明日も、有休頂いているのでお弁当は無しです。


’私達はどちらかというと、食器を買うよりも身につけるものを買う。
 「衣食住」という言葉があるように、日本人はまず衣のおしゃれをして食は次である。
 すてきな服を着ながら一山いくらで買った茶わんでわびしい食卓に向うよりも、
 私は質素な姿をしても、しゃれた食器でおいしいものを食べるほうが好きだ。
 いつも身につけている服装はその人の趣味、その人の人となりを現わすから、
 勿論大切にしなくてはならない。
 しかし毎日の食事もそれと同じである。
 美味な心を書いたブリヤ・サバランは
 「何を食べているかを知らせてくれれば、その人の性格を当てる事が出来る」
 と言ったそうだ’

故・石井好子著「バタをひとさじ、玉子を3コ」より


この文章を読んだときに、わたしは衣食どっちを重視するだろうと考えてみたけど...考えるまでもない。「食」だなと思った。

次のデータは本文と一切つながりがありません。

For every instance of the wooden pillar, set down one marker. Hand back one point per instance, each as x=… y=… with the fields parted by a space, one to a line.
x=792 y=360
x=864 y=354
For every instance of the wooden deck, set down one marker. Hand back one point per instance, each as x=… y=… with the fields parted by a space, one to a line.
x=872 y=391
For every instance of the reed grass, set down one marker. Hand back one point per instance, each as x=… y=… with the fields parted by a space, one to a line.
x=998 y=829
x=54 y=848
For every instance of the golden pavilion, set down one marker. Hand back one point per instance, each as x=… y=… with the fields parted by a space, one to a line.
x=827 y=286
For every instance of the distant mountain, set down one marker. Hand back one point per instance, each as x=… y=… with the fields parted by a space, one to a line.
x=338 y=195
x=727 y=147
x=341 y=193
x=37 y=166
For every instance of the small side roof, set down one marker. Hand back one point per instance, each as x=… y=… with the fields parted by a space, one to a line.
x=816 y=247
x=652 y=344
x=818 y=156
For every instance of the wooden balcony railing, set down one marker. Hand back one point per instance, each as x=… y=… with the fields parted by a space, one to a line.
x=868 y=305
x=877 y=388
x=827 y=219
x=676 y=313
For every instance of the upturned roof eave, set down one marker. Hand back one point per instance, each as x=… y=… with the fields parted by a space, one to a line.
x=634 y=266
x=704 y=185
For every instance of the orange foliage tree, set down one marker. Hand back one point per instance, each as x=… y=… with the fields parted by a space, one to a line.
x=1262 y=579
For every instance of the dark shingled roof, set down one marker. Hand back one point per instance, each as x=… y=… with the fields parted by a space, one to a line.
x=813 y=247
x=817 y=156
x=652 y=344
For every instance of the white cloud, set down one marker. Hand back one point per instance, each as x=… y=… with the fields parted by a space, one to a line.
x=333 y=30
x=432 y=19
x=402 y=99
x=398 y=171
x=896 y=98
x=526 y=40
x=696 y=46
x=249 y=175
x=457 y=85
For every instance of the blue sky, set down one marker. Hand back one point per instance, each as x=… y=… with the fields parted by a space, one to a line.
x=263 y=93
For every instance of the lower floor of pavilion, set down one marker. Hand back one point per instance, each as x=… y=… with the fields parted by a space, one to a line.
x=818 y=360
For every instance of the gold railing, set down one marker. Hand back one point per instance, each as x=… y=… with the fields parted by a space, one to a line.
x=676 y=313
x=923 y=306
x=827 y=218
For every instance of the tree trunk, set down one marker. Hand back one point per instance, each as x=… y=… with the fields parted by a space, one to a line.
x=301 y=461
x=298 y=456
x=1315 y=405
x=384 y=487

ウチの母は、食事を上手に作る人だ。18歳で家を出るまで、母の料理で「不味い」って思ったものがひとつもなかった。
今も時々送ってくれるおそうざいがとてもおいしいし、新しい料理に日々挑戦したりする。帰省するたびにマイブームな料理を教えてくれる。テレビの料理番組のレシピをそのとおりに作ろうなどと考えることはあまり無く、自分なりの味にアレンジするにはどうしたらいいだろうかと考えながら番組を観るのだそうだ。例えばレシピの材料を生クリームを牛乳に変えたり、バルサミコ酢を黒酢にしてみたり。
そして何でも手作りする。昔はパンを焼くために小麦粉はいつも25キロ入りのを近所のパン屋さんから譲ってもらっていたし、おやつに焼くシュークリームはだいたい一度にどーんと50個くらい焼いて、その日の気分でアイスクリームだのカスタードだの好きなのを挟んで食べさせてくれた。もちろんアイスもカスタードもお手製で。
マヨネーズも手作りだった。 最近は、味噌まで作るようになった。それを譲ってもらっているおかげで、わたしは東京に出てきてから一度も市販の味噌を買ったことがない。

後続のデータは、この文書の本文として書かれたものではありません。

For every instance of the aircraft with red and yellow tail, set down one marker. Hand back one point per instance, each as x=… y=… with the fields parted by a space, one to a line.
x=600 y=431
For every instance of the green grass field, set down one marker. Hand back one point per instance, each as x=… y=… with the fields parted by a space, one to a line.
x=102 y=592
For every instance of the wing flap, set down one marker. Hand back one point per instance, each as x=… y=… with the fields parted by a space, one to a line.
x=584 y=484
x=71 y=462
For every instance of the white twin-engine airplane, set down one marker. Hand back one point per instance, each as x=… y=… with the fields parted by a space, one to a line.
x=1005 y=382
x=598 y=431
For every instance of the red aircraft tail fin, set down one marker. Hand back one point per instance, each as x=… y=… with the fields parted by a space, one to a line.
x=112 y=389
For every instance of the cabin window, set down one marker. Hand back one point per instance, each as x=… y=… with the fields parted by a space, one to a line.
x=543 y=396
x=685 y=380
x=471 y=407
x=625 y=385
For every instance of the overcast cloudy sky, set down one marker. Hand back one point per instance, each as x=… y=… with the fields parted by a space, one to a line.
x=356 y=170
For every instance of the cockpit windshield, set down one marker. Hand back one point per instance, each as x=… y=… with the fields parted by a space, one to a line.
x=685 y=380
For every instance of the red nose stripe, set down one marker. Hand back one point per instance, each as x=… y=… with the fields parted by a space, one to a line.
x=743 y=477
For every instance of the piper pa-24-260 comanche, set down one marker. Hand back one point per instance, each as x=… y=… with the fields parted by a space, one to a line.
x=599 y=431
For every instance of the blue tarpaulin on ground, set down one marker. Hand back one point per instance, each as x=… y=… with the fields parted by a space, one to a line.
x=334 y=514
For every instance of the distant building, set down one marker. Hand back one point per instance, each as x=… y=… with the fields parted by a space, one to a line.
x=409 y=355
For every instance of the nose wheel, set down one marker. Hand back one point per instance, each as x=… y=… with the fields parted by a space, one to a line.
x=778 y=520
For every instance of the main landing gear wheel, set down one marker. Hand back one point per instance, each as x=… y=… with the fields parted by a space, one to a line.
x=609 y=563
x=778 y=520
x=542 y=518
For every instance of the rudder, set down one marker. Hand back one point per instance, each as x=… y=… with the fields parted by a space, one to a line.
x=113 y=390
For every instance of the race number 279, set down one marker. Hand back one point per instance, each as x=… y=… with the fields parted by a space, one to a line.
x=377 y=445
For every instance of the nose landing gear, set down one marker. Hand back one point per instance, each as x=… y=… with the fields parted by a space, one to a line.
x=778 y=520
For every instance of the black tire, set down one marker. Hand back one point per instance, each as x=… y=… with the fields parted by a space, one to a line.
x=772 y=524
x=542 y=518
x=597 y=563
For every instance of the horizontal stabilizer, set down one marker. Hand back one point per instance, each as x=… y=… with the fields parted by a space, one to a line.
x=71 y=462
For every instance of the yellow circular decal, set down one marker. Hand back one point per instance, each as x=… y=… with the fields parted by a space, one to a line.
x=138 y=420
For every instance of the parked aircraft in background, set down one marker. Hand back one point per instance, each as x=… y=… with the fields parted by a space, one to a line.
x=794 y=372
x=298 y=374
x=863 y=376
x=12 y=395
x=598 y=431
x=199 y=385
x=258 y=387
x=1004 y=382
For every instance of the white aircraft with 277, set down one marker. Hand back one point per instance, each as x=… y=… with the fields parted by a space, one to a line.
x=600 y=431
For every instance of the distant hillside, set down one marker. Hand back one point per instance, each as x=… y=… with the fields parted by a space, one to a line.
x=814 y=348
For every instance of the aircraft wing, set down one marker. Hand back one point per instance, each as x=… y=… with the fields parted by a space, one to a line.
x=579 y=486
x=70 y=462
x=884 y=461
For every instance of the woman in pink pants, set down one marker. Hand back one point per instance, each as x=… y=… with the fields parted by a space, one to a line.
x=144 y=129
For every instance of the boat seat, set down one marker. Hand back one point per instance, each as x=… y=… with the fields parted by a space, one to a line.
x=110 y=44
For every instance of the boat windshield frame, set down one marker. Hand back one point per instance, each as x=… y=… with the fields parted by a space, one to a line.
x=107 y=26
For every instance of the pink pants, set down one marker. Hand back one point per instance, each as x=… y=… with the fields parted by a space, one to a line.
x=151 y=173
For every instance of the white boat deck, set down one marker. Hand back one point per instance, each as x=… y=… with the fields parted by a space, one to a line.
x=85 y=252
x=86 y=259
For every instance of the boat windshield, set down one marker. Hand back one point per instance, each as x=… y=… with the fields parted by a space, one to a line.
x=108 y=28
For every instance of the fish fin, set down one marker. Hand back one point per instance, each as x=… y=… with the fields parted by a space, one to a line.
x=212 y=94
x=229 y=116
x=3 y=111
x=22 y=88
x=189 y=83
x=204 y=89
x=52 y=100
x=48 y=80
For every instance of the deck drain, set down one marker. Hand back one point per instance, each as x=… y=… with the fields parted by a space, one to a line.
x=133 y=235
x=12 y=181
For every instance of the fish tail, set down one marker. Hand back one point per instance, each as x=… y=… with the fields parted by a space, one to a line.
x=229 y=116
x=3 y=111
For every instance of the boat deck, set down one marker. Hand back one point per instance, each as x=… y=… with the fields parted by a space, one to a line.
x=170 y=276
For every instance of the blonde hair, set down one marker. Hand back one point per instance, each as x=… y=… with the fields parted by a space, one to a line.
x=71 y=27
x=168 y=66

その母の影響をがっつり受けていて、わたしも食生活だけは大切にしている。どんなに残業で遅く帰っても、又どんなに簡単なごはんでも、ランチョンマットを敷いて、ごはんとおかずをお皿にならべて椅子に座ってゆっくり食事しないと、一日が終わる気がしない。そして3食ばっちり食べる。朝ごはん抜きなどありえない。ドレッシングや焼肉のタレなどは毎回自分で作る。市販品は買わない。といっても適当に思いつくままに混ぜるだけなのだけど、おいしいし、自由で楽しい気分になる。そういう習慣を身につけさせてくれた母にはとても感謝している。

「食欲がある」というのは、健康の証。元気が無ければ食欲だって落ちてしまうし、食事なんかよりも気掛かりな事柄のほうに思いが向いていくのは当然のこと。だから食欲が落ちたときは、何が気になるのかを考える。自分の心身のどこが落ち込んでいるのかを。どうにもならないときは、とりあえず食べたいものを少し口にしてみる。甘いものとか、さくっとした軽い食感のものとか、そのときの気分で(ここでお酒に走ってみたいとこだけど、わたしはお酒が飲めない)。そうすると意外とふと肩の力が抜けて、気になってたことも大して気にならなくなったりする。食べたいものを食べる行為は、時に偉大だ。

何かおいしいものを頂くときは、誰かと一緒に食べるのがいい。そうすると美味しさも増す。それはきっと心に深く残る出来事となり、またこの人と楽しくておいしい時間を過ごしたいなという思いが増す。あのとき食べたあれがおいしかったよね、っていう共通の思い出は、やっぱり特別なものだ。
贅沢な食材を使った食事なんて、毎日はいらない。家で食べるものは、安くて、栄養が摂れて、季節感が感じられて、身体が温まれば十分。
「おいしい」という味覚は、例えば収穫したばかりの野菜のようなシンプルで混じりけのないものをかじったときに1番強く感じられるように、研ぎ澄ませておきたい。なかなか難しいのだけれども。

死ぬ前に何を食べておきたい?という質問に答えるなら、やっぱりパンかな。パンてどうしてこんなに心がトキメクんだろう。幼稚園か小学校の頃に「誕生日に何食べたい?」と母に聞かれて「パン!」と答えたら、パンを山ほど焼いてくれたこともあった(笑)。東京には、作り手の意思や遊び心を感じさせてくれるようなパン屋さんが多くてうれしい。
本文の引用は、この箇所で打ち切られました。